We can only love what we know. And we can only know when we show up.
That’s what shepherds do, you know. More than anything else, they show up. They are there day in and day out. Some days they don’t do much at all. Just wander a bit with the flock and be on the lookout. The shepherd’s most important jobs are to show up and pay attention. That’s why the hired hand is useless – they run away just when they are needed. The good shepherd stays.
And that’s why the writer of the psalm feels secure. Because God does not run away, either. “Yea, though I walk through the valley of the shadow of death, I fear no evil. For you are with me. Your rod and your staff, they comfort me.” We are not alone. We live in God’s world. God is present with us. Knows us. And love blossoms organically from that knowledge.
Barbara Brown Taylor is a retired Episcopalian priest and arguably one of the best preachers in North America. In her book, An Altar in the World, she says, “My first church was a field of broom grass behind my family’s house in Kansas, where I spent days in self-forgetfulness. A small stream held swimmers, wigglers, skaters, and floaters along with bumps of unseen things moving under the mud. When I blurred my eyes, the sun sparkling on the moving surface turned into a living quilt of light.” [2]
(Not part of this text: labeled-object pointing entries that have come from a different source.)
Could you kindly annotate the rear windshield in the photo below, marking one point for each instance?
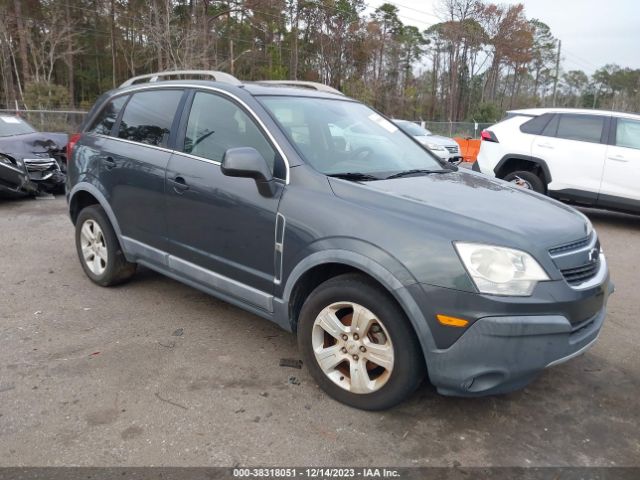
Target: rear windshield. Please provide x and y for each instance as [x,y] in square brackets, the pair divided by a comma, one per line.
[10,125]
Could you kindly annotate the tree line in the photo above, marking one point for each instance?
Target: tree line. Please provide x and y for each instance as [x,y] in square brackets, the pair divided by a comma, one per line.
[477,60]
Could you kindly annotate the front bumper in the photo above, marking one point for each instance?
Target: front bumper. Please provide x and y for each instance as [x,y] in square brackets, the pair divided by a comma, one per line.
[502,354]
[511,339]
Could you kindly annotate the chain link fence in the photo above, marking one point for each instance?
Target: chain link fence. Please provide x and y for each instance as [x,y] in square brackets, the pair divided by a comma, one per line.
[67,121]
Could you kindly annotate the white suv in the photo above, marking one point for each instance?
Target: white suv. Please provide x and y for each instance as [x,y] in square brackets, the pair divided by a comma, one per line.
[589,157]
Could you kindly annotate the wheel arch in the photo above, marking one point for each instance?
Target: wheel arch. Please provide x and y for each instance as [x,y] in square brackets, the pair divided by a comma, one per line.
[512,162]
[321,266]
[84,194]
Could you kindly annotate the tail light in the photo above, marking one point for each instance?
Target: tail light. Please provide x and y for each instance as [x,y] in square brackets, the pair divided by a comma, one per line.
[73,139]
[488,136]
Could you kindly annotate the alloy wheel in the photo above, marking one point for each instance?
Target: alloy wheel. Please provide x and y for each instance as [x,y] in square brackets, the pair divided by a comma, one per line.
[352,347]
[94,247]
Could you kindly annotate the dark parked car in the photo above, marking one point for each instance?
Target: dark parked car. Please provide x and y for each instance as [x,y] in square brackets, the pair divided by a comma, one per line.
[30,161]
[383,260]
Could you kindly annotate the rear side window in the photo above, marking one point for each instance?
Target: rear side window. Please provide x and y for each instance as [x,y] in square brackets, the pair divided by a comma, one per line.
[584,128]
[536,125]
[628,133]
[148,117]
[103,124]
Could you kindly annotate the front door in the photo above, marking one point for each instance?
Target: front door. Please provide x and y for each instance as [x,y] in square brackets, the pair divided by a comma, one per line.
[221,230]
[133,158]
[621,179]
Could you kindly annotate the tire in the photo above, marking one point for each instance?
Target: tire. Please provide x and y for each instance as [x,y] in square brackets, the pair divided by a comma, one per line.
[387,337]
[528,180]
[98,249]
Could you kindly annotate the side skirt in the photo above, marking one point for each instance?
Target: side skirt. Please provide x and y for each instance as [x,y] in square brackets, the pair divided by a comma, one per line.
[212,283]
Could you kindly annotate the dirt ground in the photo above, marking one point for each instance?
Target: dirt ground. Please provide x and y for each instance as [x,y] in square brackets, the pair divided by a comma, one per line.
[156,373]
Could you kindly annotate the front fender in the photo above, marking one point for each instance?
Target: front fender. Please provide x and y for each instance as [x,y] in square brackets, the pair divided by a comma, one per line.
[388,280]
[102,200]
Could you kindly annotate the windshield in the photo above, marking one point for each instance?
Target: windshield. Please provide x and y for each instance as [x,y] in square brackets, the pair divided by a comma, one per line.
[339,137]
[411,128]
[13,126]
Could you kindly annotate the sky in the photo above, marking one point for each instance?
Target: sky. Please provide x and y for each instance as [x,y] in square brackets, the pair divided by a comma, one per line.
[593,32]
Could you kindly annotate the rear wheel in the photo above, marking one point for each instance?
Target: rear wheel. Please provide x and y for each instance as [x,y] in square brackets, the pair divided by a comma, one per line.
[527,180]
[98,249]
[358,344]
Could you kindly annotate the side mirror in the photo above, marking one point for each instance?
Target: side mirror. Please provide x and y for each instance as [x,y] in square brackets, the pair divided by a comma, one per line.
[247,162]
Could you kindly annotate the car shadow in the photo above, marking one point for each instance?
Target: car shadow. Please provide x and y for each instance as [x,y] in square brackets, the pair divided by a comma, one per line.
[614,219]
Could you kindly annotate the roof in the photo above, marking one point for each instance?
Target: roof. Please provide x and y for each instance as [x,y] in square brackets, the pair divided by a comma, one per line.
[227,82]
[579,111]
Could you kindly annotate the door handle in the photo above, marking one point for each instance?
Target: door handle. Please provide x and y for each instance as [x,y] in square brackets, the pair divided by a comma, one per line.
[179,185]
[109,162]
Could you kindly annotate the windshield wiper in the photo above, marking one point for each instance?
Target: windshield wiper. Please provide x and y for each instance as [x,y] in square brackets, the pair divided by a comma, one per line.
[416,171]
[353,176]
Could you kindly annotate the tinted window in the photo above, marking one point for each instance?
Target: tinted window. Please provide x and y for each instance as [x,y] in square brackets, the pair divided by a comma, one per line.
[371,144]
[107,117]
[148,117]
[216,124]
[552,127]
[10,125]
[585,128]
[536,125]
[628,133]
[412,129]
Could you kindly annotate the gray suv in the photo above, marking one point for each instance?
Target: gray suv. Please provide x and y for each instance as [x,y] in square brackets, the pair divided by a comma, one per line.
[314,211]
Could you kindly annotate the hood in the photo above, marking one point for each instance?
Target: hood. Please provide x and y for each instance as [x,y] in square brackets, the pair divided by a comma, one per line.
[437,139]
[477,207]
[37,142]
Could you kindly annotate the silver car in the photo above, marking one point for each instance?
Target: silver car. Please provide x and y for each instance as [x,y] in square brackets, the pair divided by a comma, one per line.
[444,147]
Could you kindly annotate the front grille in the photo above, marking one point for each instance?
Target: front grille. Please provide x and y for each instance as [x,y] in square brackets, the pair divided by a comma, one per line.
[578,275]
[578,261]
[453,149]
[570,246]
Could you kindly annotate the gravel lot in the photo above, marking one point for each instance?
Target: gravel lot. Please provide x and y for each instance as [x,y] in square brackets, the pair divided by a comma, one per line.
[157,373]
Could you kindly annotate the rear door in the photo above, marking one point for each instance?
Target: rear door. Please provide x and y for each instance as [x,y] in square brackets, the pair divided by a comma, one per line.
[573,146]
[621,179]
[221,229]
[133,163]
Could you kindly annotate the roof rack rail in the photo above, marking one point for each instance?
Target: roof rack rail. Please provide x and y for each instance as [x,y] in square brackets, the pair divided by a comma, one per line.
[321,87]
[154,77]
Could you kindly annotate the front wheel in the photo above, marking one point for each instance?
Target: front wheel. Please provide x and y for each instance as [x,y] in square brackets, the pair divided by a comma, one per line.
[358,344]
[527,180]
[98,249]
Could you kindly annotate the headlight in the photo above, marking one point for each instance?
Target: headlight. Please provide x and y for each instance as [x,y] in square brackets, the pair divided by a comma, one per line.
[500,270]
[434,146]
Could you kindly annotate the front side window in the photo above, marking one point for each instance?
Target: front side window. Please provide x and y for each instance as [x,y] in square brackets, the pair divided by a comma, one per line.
[340,136]
[148,117]
[217,124]
[628,133]
[103,124]
[584,128]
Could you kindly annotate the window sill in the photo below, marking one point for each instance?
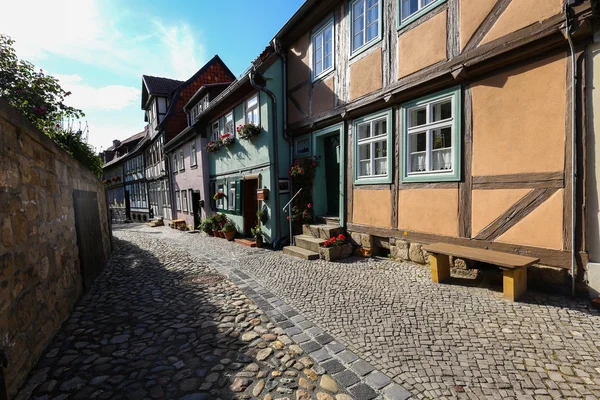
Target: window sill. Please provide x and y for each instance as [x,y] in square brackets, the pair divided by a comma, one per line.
[373,181]
[364,48]
[418,14]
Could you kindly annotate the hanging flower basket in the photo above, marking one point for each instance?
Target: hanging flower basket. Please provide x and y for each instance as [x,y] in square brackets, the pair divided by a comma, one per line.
[248,131]
[214,146]
[227,139]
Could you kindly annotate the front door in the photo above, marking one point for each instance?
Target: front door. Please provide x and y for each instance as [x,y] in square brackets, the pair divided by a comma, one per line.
[196,208]
[332,173]
[249,188]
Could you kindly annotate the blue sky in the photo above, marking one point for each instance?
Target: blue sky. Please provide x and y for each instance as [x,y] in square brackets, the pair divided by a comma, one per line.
[99,49]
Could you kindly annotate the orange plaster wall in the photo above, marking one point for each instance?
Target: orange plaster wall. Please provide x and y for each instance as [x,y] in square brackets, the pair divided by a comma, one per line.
[519,120]
[301,97]
[366,75]
[323,96]
[487,205]
[299,62]
[429,210]
[472,14]
[522,13]
[541,228]
[372,207]
[422,46]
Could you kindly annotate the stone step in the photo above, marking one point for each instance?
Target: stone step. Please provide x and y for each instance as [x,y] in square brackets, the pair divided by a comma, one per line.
[322,231]
[308,242]
[299,252]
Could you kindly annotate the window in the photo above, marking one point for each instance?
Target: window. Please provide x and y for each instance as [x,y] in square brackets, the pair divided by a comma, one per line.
[252,111]
[184,200]
[215,131]
[229,124]
[193,155]
[430,134]
[231,198]
[412,9]
[365,23]
[373,143]
[322,50]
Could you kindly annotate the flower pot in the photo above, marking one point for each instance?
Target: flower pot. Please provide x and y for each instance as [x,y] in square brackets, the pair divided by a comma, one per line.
[229,235]
[335,253]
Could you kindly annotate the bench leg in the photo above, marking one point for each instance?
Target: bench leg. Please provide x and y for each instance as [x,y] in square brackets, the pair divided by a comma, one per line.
[440,268]
[515,283]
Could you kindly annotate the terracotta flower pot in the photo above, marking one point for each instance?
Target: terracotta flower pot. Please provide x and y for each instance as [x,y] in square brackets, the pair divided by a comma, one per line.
[229,235]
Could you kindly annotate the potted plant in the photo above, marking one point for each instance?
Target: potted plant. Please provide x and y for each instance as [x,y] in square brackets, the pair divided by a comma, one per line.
[335,248]
[257,234]
[229,230]
[248,131]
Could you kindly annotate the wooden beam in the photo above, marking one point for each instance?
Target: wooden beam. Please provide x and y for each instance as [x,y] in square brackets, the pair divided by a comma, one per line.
[487,24]
[515,214]
[555,258]
[466,186]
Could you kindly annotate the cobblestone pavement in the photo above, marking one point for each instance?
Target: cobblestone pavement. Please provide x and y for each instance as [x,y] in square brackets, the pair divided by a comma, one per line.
[162,323]
[437,341]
As an adult, Taylor learned that, “The easiest practice of reverence is simply to sit down somewhere outside, preferably near a body of water, and pay attention for at least twenty minutes. It is not necessary to take on the whole world at first. Just take on the three square feet of earth on which you are sitting, paying close attention to everything that lives within that small estate.”
From there, Taylor describes what it looks like when love blossoms organically. She writes, “With any luck, you will soon begin to see the souls in pebbles, ants, small mounds of moss, and the acorn on its way to becoming an oak tree. You may feel some tenderness for the struggling mayfly the ants are carrying away…You may even feel the beating of your own heart, that miracle of ingenuity that does its work with no thought or instruction from you. You did not make your heart, any more than you made that tree. You are a guest here. You have been given a free pass to this modest domain and everything in it.”
When God finished the work of creation, God stopped and looked at it all. God pronounced it good. And gave us instructions to care for it all. To be present with creation and let our love grow.
Let us follow in the way of the Good Shepherd, who refuses to leave when the sheep are in trouble. Let us be present and pay attention. May our love for this wonderful, astounding, endangered planet we inhabit blossom organically. May it be so.
NOTES
[1] Information about the history of Earth Day from http://www.earthday.org/earth-day-history-movement.
[2] Barbara Brown Taylor, An Altar in the World, p. 10.